There have been notable exceptions. Seán O’Casey captured the emotional exhilaration of soccer in The Silver Tassie, even if it pales beside the horror of war; Paul Mercier’s 1986 play Studs explored the dynamics of a small Dublin soccer club, later being adapted for the screen; Roddy Doyle evoked the exuberant ambience surrounding Ireland’s exploits at the 1990 World Cup in his novel The Van; and Jack B Yeats painted remarkable depictions of swimming races and boxing matches.

But the infrequence of these works only underlines how rarely such physical contests otherwise feature in Irish theatre, film, literature and visual art. For all that art and sport both can exercise our emotions, they do not seem to gel easily. “I think what makes sport unique and captivating is the fact that it’s unpredictable,” says Breen. “Art, on the other hand, is predictable. When you listen to music your brain is looking for the patterns that make it attractive. It’s the same in theatre: those cadences attract people. But in sport anything can happen . . . And maybe that’s what makes them uncomfortable bedfellows.”

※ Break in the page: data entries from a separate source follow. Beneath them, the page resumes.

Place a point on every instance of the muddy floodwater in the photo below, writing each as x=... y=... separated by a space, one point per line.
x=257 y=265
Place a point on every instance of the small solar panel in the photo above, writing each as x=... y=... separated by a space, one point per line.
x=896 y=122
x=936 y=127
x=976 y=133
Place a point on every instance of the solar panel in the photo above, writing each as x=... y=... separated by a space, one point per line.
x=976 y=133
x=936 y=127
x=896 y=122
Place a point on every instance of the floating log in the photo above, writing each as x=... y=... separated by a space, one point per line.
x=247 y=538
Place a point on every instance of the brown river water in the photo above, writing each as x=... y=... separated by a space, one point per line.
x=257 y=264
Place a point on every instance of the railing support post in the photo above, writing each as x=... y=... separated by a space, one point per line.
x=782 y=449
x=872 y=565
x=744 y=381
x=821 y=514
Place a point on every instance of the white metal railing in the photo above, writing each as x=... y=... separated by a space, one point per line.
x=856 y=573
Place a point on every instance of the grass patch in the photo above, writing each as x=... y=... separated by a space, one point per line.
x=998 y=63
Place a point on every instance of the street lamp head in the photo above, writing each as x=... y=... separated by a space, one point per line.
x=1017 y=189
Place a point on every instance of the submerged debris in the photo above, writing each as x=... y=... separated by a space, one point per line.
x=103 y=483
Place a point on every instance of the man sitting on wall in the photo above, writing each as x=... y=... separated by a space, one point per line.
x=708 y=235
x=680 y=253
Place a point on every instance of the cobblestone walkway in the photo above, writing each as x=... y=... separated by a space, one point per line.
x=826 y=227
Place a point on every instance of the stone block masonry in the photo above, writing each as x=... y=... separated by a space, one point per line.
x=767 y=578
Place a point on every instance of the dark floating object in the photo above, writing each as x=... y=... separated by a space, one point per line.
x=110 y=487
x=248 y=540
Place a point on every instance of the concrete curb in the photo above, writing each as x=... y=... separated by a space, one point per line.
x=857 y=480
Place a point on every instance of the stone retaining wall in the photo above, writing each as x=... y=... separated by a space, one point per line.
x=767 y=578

THE QUESTION OF HOW to represent sport’s air of spontaneity and surprise is an obvious challenge for artists, whose work is generally fixed in time and space. Hurling is probably the closest thing Ireland has to a sporting expression of its soul, with the game featuring in the ancient myth of Setanta and the hound. But for all the efforts of Barabbas in its 2003 production Hurl, and of the director Fergus Tighe in his 1987 film Clash of the Ash, the fast and fluid sport has proved hard to translate on to stage and screen, and it is almost entirely absent from the pages of Irish literature, the odd passing reference by Joyce excepted. Meanwhile, the immense influence of the GAA in everyday Irish society has gone largely unexamined, unless one counts the RTÉ drama On Home Ground, which was more rural soap than anything else.